Le bel Issur Danielovitch, né en 1916 de parents immigrés russes arrivés dans l’Etat de New-York, est l’incarnation d’Hollywood pour les petits et les grands.

De mes premières projections de Spartacus (Stanley Kubrick, 1960) pendant les heures alors bénies de latin au collège, à la découverte troublante du néo-western moderne, Seuls sont les indomptés (David Miller, 1962)  – merci La Filmothèque ! – en passant par les terrassant Sentiers de la gloire (Stanley Kubrick, 1957), Kirk Douglas a accompagné ma découverte du 7ème art.

Sans paraphraser toute sa filmographie, voici donc trois films-talismans pour L’ARTillerie.

Les Sentiers de la gloire, Stanley Kubrick, 1957

Je vous l’accorde, rien de bien original dans le choix de ce colosse cinématographique, bravant les dérives politiques cruelles des généraux avides de gloire.
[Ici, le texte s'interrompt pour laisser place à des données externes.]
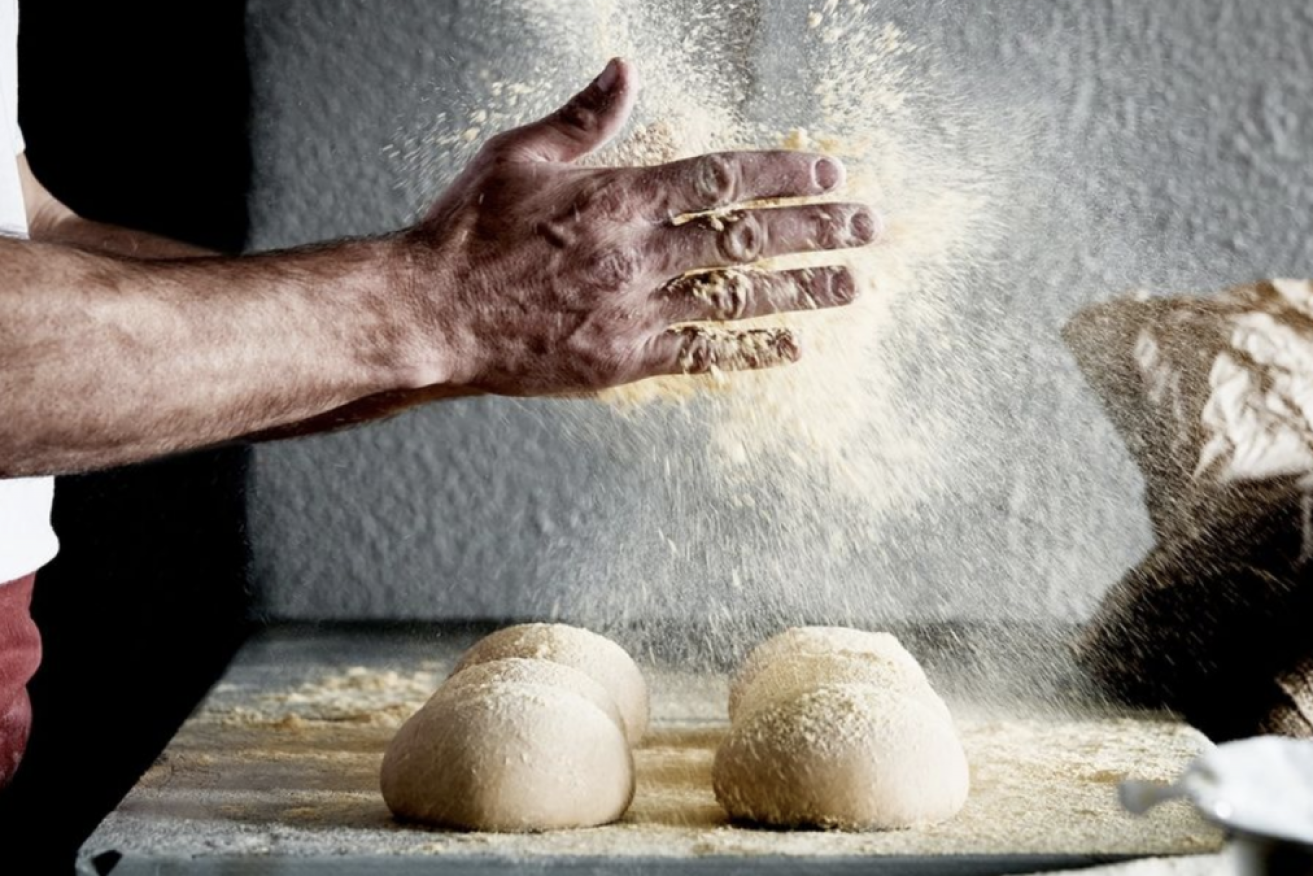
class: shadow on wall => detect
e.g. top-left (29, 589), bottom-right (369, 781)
top-left (0, 0), bottom-right (249, 872)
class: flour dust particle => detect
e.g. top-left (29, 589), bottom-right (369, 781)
top-left (393, 0), bottom-right (1055, 666)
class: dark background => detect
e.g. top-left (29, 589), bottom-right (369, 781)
top-left (0, 0), bottom-right (251, 873)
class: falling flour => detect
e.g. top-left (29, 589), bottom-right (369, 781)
top-left (391, 0), bottom-right (1020, 665)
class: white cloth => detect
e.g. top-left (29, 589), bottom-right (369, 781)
top-left (0, 0), bottom-right (59, 584)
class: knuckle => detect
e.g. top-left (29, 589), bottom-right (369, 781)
top-left (587, 247), bottom-right (641, 290)
top-left (693, 155), bottom-right (738, 204)
top-left (813, 206), bottom-right (848, 250)
top-left (679, 328), bottom-right (716, 374)
top-left (579, 176), bottom-right (629, 219)
top-left (557, 100), bottom-right (601, 135)
top-left (717, 213), bottom-right (767, 263)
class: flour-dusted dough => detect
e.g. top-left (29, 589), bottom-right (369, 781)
top-left (730, 650), bottom-right (952, 724)
top-left (730, 626), bottom-right (930, 720)
top-left (433, 657), bottom-right (625, 730)
top-left (713, 684), bottom-right (969, 830)
top-left (452, 624), bottom-right (649, 745)
top-left (381, 667), bottom-right (634, 831)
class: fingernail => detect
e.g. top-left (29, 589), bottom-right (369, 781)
top-left (848, 209), bottom-right (880, 243)
top-left (596, 58), bottom-right (620, 92)
top-left (811, 158), bottom-right (843, 192)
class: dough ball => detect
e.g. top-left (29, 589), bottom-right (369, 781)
top-left (713, 684), bottom-right (969, 830)
top-left (730, 651), bottom-right (952, 722)
top-left (435, 657), bottom-right (625, 732)
top-left (381, 680), bottom-right (634, 831)
top-left (730, 626), bottom-right (928, 717)
top-left (452, 624), bottom-right (647, 745)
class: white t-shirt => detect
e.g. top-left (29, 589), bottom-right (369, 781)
top-left (0, 0), bottom-right (59, 584)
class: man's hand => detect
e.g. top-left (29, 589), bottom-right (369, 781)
top-left (393, 59), bottom-right (880, 395)
top-left (0, 62), bottom-right (878, 477)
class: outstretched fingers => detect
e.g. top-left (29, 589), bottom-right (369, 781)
top-left (491, 58), bottom-right (638, 163)
top-left (646, 326), bottom-right (802, 376)
top-left (657, 267), bottom-right (857, 323)
top-left (641, 151), bottom-right (844, 221)
top-left (651, 204), bottom-right (881, 274)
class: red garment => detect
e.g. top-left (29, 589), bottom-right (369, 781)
top-left (0, 574), bottom-right (41, 788)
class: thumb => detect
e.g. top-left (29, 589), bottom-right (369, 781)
top-left (506, 58), bottom-right (638, 163)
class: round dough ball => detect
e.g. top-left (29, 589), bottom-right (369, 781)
top-left (452, 624), bottom-right (647, 745)
top-left (713, 684), bottom-right (969, 830)
top-left (730, 651), bottom-right (952, 722)
top-left (433, 657), bottom-right (625, 732)
top-left (379, 682), bottom-right (634, 831)
top-left (730, 626), bottom-right (930, 718)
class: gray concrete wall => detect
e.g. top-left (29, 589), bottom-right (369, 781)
top-left (248, 0), bottom-right (1313, 625)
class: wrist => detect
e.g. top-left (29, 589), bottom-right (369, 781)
top-left (379, 231), bottom-right (454, 390)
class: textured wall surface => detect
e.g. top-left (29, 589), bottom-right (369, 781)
top-left (248, 0), bottom-right (1313, 630)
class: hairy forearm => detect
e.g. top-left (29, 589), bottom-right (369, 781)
top-left (33, 213), bottom-right (218, 259)
top-left (0, 239), bottom-right (436, 477)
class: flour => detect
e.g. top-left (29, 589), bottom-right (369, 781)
top-left (393, 0), bottom-right (1023, 663)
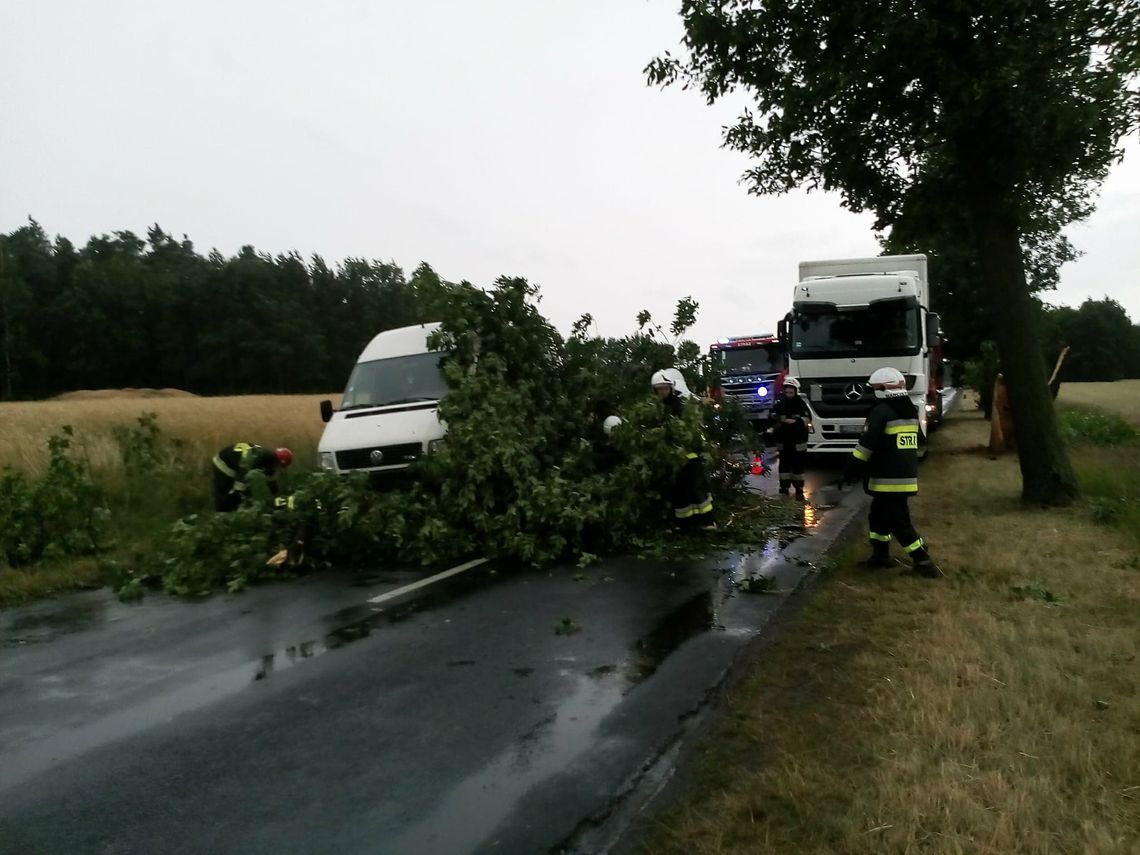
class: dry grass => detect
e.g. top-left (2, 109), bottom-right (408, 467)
top-left (1058, 380), bottom-right (1140, 424)
top-left (0, 394), bottom-right (335, 473)
top-left (643, 412), bottom-right (1140, 855)
top-left (0, 394), bottom-right (329, 608)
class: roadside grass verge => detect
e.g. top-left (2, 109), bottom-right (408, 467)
top-left (642, 413), bottom-right (1140, 855)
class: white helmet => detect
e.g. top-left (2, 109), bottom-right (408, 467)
top-left (868, 368), bottom-right (906, 398)
top-left (649, 368), bottom-right (692, 398)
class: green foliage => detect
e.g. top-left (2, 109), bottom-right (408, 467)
top-left (0, 221), bottom-right (430, 399)
top-left (1009, 579), bottom-right (1060, 604)
top-left (125, 278), bottom-right (788, 596)
top-left (646, 0), bottom-right (1140, 504)
top-left (1042, 298), bottom-right (1140, 382)
top-left (1057, 407), bottom-right (1138, 446)
top-left (0, 426), bottom-right (108, 567)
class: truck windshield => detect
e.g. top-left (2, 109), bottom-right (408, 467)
top-left (341, 353), bottom-right (447, 409)
top-left (713, 345), bottom-right (783, 375)
top-left (791, 298), bottom-right (922, 359)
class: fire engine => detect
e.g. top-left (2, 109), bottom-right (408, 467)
top-left (709, 333), bottom-right (788, 430)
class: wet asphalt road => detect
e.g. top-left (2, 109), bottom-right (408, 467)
top-left (0, 471), bottom-right (858, 855)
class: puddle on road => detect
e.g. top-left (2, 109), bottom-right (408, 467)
top-left (624, 583), bottom-right (719, 691)
top-left (0, 565), bottom-right (502, 791)
top-left (386, 675), bottom-right (622, 855)
top-left (0, 600), bottom-right (107, 648)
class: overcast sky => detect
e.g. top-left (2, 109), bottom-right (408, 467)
top-left (0, 0), bottom-right (1140, 343)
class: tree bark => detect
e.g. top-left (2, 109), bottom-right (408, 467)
top-left (967, 190), bottom-right (1080, 505)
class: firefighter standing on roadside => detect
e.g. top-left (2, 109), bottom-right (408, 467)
top-left (650, 368), bottom-right (716, 529)
top-left (213, 442), bottom-right (293, 513)
top-left (842, 368), bottom-right (941, 579)
top-left (767, 377), bottom-right (812, 499)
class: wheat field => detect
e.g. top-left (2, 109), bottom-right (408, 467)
top-left (1057, 380), bottom-right (1140, 424)
top-left (0, 394), bottom-right (339, 473)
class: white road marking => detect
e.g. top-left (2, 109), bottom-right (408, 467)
top-left (368, 559), bottom-right (487, 603)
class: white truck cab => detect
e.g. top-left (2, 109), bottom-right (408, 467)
top-left (317, 324), bottom-right (447, 473)
top-left (781, 255), bottom-right (941, 453)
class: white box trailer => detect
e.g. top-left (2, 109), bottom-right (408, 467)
top-left (781, 255), bottom-right (942, 453)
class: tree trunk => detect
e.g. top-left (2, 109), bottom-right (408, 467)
top-left (968, 190), bottom-right (1080, 505)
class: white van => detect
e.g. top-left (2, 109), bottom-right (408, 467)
top-left (317, 324), bottom-right (447, 473)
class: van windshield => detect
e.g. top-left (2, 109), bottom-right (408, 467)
top-left (341, 353), bottom-right (447, 409)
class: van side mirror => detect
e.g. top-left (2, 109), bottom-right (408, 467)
top-left (927, 311), bottom-right (942, 348)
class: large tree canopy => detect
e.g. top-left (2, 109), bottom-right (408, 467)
top-left (646, 0), bottom-right (1140, 503)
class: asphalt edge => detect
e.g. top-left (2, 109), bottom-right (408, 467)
top-left (570, 492), bottom-right (870, 855)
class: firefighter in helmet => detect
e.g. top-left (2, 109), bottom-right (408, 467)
top-left (213, 442), bottom-right (293, 513)
top-left (650, 368), bottom-right (715, 528)
top-left (842, 368), bottom-right (941, 578)
top-left (767, 377), bottom-right (812, 499)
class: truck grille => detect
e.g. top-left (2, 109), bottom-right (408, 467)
top-left (336, 442), bottom-right (424, 470)
top-left (806, 377), bottom-right (876, 418)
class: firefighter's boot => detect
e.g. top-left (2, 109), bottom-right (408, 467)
top-left (911, 548), bottom-right (942, 579)
top-left (863, 540), bottom-right (895, 570)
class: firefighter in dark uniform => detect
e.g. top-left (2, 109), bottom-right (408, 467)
top-left (844, 368), bottom-right (941, 579)
top-left (650, 368), bottom-right (716, 529)
top-left (213, 442), bottom-right (293, 513)
top-left (767, 377), bottom-right (812, 499)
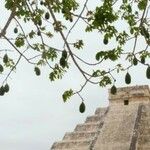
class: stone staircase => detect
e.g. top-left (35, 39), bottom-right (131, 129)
top-left (137, 104), bottom-right (150, 150)
top-left (51, 108), bottom-right (108, 150)
top-left (93, 103), bottom-right (139, 150)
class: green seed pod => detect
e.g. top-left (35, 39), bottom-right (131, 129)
top-left (0, 86), bottom-right (5, 96)
top-left (37, 31), bottom-right (41, 36)
top-left (103, 38), bottom-right (108, 45)
top-left (4, 84), bottom-right (9, 93)
top-left (45, 12), bottom-right (50, 19)
top-left (14, 27), bottom-right (18, 33)
top-left (146, 66), bottom-right (150, 79)
top-left (62, 50), bottom-right (67, 59)
top-left (133, 56), bottom-right (138, 66)
top-left (40, 1), bottom-right (44, 5)
top-left (141, 56), bottom-right (145, 64)
top-left (38, 19), bottom-right (42, 26)
top-left (59, 57), bottom-right (66, 68)
top-left (110, 85), bottom-right (117, 94)
top-left (125, 72), bottom-right (131, 84)
top-left (34, 67), bottom-right (41, 76)
top-left (0, 64), bottom-right (4, 73)
top-left (3, 54), bottom-right (8, 64)
top-left (79, 102), bottom-right (85, 113)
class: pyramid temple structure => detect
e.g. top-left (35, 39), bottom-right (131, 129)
top-left (51, 85), bottom-right (150, 150)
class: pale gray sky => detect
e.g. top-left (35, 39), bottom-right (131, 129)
top-left (0, 0), bottom-right (149, 150)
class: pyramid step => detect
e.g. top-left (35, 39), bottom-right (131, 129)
top-left (137, 145), bottom-right (150, 150)
top-left (85, 115), bottom-right (101, 123)
top-left (51, 147), bottom-right (89, 150)
top-left (51, 140), bottom-right (92, 150)
top-left (63, 132), bottom-right (96, 141)
top-left (139, 128), bottom-right (150, 135)
top-left (138, 135), bottom-right (150, 145)
top-left (74, 123), bottom-right (100, 132)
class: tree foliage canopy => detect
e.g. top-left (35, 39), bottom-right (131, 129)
top-left (0, 0), bottom-right (150, 110)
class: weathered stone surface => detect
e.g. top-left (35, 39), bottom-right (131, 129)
top-left (52, 140), bottom-right (92, 150)
top-left (63, 131), bottom-right (97, 140)
top-left (75, 123), bottom-right (99, 132)
top-left (51, 85), bottom-right (150, 150)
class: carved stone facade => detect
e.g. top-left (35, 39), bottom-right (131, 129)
top-left (51, 85), bottom-right (150, 150)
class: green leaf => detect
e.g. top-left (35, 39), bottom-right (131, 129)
top-left (62, 89), bottom-right (73, 102)
top-left (15, 37), bottom-right (25, 47)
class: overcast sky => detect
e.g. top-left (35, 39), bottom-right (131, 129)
top-left (0, 0), bottom-right (149, 150)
Envoyés en opération suicide, les hommes du colonel Dax (Kirk Douglas) doivent attaquer le front allemand. Les troupes reviennent décimées, comme prévu, mais cet échec offense les généraux qui accusent alors les soldats de lâcheté et commandent des exécutions. Le colonel prend alors la défense de ses hommes contre l’absurdité de cette guerre et des grands qui en tirent profit.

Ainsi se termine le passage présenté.